From July 6th to 13th, around 40 high school and vocational students from the two Jesuit schools in Portugal — Colégio das Caldinhas and Colégio de S. João de Brito — accepted a bold invitation. It was a call to set out on a pilgrimage — above all, an inner one — that would take them not only to Loyola and Xavier, but wherever they allowed God to lead them.
This journey, already familiar within the schools, is called Caravana. Over the course of a week, students are invited to walk in the footsteps of St. Ignatius of Loyola and St. Francis Xavier, getting to know the places where these great saints began to grow — and, more importantly, beginning to trace how God is already moving within their own lives.

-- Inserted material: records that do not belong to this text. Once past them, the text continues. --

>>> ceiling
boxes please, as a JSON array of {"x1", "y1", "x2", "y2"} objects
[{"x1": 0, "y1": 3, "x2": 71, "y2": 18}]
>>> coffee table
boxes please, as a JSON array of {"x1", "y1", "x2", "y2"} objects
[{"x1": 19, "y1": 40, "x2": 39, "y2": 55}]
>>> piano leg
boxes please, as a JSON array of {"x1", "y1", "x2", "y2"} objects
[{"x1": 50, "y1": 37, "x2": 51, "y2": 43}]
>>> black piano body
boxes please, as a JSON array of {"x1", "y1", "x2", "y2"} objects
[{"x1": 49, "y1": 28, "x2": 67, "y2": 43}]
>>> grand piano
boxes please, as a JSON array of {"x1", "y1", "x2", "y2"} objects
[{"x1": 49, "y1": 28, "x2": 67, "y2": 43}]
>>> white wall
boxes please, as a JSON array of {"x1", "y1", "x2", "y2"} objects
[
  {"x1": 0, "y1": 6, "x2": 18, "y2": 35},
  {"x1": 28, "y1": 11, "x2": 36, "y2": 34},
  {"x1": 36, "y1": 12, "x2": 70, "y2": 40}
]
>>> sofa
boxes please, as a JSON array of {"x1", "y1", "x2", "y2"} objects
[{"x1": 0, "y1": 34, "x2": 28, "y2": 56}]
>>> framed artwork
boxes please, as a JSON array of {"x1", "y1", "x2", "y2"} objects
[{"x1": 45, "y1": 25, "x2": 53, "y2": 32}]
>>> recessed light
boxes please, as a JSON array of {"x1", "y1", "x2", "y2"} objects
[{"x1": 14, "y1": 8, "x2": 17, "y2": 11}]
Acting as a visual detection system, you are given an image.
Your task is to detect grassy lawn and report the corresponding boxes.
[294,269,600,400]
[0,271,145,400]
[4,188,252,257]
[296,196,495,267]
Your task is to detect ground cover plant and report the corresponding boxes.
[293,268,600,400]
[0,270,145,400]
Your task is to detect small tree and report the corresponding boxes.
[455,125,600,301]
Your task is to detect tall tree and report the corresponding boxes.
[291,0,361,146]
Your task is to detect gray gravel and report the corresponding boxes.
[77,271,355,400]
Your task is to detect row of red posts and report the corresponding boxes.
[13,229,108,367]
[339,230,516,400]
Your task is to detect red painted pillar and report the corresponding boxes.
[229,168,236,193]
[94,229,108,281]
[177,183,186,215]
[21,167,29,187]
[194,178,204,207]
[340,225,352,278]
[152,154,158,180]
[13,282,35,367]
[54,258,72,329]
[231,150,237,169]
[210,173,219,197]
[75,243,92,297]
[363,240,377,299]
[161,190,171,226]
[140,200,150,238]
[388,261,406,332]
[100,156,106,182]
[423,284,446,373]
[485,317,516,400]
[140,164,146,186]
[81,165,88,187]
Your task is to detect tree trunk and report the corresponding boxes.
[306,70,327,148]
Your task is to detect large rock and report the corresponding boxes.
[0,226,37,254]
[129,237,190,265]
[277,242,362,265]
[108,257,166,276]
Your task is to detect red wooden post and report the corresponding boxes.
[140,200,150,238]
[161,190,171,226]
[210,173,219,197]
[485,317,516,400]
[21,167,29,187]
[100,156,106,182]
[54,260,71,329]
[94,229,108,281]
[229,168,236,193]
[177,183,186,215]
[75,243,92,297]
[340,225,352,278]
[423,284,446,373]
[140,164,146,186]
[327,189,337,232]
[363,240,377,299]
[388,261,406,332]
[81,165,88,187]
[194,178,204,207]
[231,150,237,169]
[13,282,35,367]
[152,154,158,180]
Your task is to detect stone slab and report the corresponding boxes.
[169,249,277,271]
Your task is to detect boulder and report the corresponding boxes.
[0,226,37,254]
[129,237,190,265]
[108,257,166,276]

As the days unfolded, the stories of these saints and God’s work in and through them became a mirror for the students’ own journey: a journey of self-discovery, and above all, an encounter with Jesus Christ — the One who leads them. Along the way, they discovered Christ as an inexhaustible source of love and freedom: fiery when He stirs the heart, and gentle when He offers peace amid suffering and challenge.
By the end of the week, a deep conviction had taken root: God is at work — silently, perhaps, but powerfully — in all those who let themselves be seen by Him and place their lives in His hands. And perhaps God did not do more in Ignatius or Xavier than He is ready to do in the life of anyone who truly trusts in Him.
In truth, He is already at work: 40 students accepted the invitation to discover — and indeed discovered — that Christ is alive, that He speaks, He loves, and He sets hearts free.